Heart-Winning Drama Tackles Prejudice, Promotes Rights
A new SAT-7 ARABIC drama will promote women’s and minority rights among millions of viewers in the Middle East. By allowing them to identify with those who are different, Backstage will encourage the tolerance that is greatly needed as new, coronavirus-related human rights abuses hit the region’s most marginalised people.
“This program presents the issues of freedom of belief, accepting the ‘other’, minority rights, and gender equality – all inside a story that will attract viewers,” says George Makeen, SAT-7 Arabic Channels Programming Director. The new drama takes viewers literally “backstage”, immersing them in the world of office politics and personal drama inhabited by employees at a production company in Egypt. But as viewers enjoy the engaging storylines, Backstage will also encourage them to look beneath the surface of the characters they meet – and to do the same for people in their own societies.
While the company office is at the centre of the drama, Makeen explains, “The workplace and the conflicts there are a metaphor for the divisions and issues that can arise between members of society in general.” Storylines intended to help viewers bridge these divisions include the journey of Ilia, a young Sudanese Christian refugee. Although Ilia faces discrimination in his daily life, he leans on his faith and flourishes when the company director becomes his unflinching advocate, refusing to do business with anyone who shows racist attitudes.
Meanwhile, a senior female staff member subverts expectations by exposing a family member who has sexually harassed an employee – taking action in a way that many women in the Middle East would not, to avoid shaming their families. Other storylines feature friendships built across class lines and examine issues of disability rights, addiction, and infertility, which are all taboo topics in many communities. Harmful traditional gender roles are scrutinised, as is the oppression of women by their own older female relatives.
By building an emotional connection with these characters and events, Backstage, which is produced by Arascope and funded by the Norwegian Mission Society, will help viewers examine their own attitudes in a non-confrontational way. This empathy-building is vital for building stronger communities in the Middle East and North Africa (MENA), a region with the world’s largest gender gap and which spans many countries with poor human rights records.

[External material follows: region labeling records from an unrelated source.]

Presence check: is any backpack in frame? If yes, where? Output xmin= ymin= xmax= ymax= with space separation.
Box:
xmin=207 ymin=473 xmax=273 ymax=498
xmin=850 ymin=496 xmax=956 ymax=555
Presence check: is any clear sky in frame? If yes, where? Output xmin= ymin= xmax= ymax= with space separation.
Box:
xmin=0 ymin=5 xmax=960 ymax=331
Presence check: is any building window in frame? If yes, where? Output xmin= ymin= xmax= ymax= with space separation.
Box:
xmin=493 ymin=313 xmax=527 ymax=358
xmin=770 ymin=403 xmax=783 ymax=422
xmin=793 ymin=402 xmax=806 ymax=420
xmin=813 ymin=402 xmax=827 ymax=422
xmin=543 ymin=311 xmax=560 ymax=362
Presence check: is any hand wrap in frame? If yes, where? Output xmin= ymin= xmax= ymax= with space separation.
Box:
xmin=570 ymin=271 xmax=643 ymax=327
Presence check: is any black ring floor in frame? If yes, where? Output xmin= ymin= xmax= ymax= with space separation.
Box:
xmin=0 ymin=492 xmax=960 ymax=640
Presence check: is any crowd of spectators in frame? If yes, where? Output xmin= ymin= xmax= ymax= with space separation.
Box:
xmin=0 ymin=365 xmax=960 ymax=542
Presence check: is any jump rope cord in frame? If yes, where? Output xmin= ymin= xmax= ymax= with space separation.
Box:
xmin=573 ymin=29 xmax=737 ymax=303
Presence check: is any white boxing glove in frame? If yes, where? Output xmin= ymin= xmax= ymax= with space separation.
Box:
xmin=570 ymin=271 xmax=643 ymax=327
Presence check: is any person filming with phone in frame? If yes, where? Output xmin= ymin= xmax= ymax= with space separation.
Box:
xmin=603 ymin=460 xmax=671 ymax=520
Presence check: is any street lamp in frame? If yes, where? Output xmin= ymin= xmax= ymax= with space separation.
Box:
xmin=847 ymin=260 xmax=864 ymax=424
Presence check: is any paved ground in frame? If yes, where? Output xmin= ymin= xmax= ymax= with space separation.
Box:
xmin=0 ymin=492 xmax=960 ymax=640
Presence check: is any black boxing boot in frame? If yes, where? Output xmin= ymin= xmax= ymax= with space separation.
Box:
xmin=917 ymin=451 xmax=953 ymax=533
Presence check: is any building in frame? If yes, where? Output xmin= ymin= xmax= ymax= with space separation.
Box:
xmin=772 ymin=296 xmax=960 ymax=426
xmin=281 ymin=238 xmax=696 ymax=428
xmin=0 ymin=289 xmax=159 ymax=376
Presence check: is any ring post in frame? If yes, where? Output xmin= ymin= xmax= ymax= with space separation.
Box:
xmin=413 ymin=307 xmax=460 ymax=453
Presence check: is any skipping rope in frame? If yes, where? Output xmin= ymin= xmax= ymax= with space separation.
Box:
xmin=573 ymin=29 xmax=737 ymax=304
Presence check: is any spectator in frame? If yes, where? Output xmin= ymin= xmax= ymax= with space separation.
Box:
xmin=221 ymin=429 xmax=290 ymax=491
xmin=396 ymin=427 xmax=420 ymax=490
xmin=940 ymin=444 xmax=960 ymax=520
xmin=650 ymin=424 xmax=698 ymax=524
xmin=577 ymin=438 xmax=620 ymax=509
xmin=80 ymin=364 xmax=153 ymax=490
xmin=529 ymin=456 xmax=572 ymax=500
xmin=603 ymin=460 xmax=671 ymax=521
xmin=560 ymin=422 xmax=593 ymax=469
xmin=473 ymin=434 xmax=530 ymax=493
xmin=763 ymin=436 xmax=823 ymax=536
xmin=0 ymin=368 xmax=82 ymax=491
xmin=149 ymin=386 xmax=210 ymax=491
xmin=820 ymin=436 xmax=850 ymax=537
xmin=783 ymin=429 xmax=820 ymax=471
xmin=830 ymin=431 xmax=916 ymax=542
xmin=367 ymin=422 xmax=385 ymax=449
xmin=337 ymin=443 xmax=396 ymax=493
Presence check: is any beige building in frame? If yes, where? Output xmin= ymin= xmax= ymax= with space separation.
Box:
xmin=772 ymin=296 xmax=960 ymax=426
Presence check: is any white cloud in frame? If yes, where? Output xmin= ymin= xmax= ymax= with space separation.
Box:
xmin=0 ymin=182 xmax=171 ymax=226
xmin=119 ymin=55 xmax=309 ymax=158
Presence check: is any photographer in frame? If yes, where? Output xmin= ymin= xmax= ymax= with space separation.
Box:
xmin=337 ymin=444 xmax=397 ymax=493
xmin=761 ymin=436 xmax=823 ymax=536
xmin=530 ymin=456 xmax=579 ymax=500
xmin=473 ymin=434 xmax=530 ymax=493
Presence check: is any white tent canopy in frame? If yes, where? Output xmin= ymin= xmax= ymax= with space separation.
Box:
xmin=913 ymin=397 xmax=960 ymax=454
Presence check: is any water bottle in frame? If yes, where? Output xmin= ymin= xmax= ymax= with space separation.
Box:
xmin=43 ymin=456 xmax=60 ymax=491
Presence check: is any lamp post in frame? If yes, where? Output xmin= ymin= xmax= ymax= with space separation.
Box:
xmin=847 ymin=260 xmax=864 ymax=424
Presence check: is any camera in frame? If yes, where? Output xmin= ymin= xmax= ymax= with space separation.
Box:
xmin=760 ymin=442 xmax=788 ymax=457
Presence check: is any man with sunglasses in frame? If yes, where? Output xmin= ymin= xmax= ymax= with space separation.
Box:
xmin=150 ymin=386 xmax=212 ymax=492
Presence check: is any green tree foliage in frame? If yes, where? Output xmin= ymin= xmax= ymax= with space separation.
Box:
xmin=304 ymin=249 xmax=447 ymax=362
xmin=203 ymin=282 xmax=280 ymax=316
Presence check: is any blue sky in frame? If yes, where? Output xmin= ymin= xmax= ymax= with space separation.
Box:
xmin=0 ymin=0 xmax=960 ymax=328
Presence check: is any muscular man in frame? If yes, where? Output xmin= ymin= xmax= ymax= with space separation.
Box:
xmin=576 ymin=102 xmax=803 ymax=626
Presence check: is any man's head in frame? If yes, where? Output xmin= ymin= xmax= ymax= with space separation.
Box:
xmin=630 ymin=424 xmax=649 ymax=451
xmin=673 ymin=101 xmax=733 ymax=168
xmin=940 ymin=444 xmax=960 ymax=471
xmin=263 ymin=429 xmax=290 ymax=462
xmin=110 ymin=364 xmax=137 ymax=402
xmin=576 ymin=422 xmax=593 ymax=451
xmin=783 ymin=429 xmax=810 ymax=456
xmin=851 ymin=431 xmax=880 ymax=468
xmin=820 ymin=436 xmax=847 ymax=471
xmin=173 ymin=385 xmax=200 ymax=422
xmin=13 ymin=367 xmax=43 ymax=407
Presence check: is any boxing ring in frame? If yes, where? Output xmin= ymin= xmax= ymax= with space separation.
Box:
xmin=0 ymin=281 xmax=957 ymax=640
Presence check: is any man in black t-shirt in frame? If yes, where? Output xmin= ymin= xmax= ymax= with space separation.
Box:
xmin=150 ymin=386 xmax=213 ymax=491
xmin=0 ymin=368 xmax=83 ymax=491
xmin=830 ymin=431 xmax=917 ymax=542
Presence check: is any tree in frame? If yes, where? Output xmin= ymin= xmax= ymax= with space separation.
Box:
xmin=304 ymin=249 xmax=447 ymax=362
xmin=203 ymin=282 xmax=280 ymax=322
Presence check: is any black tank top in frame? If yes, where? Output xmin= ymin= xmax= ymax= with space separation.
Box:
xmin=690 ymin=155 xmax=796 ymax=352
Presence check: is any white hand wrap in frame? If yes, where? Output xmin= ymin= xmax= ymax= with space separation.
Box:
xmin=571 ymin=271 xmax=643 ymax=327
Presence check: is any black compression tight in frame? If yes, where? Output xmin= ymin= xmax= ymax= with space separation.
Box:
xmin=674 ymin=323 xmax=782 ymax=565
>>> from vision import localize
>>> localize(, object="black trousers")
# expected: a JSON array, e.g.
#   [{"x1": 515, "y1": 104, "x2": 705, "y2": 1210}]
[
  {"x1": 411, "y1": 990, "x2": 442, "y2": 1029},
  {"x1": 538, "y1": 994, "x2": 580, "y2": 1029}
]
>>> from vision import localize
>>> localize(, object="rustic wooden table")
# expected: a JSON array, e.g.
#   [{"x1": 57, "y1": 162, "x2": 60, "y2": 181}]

Backstage is approaching production as the COVID-19 pandemic has recently put further pressure on the most vulnerable, with isolated reports emerging of attacks on minorities who were unjustly blamed for spreading the virus. With families in lockdown, reports of domestic violence surged, and as the resulting economic crisis tightened, Ethiopian domestic workers in Lebanon were left stranded outside the Ethiopian Embassy – abandoned, sometimes with nothing, by their employers. And refugees, disproportionately affected by job losses and cut off from healthcare, also face dire conditions.
The situation has led the UN to call for greater protection for minorities in the MENA.
“COVID-19 is not just a health issue; it can also be a virus that exacerbates xenophobia, hate, and exclusion,” said Fernand de Varennes, the UN’s envoy on minority issues. “The human rights of everyone, in particular of the most vulnerable and marginalised, must be protected.”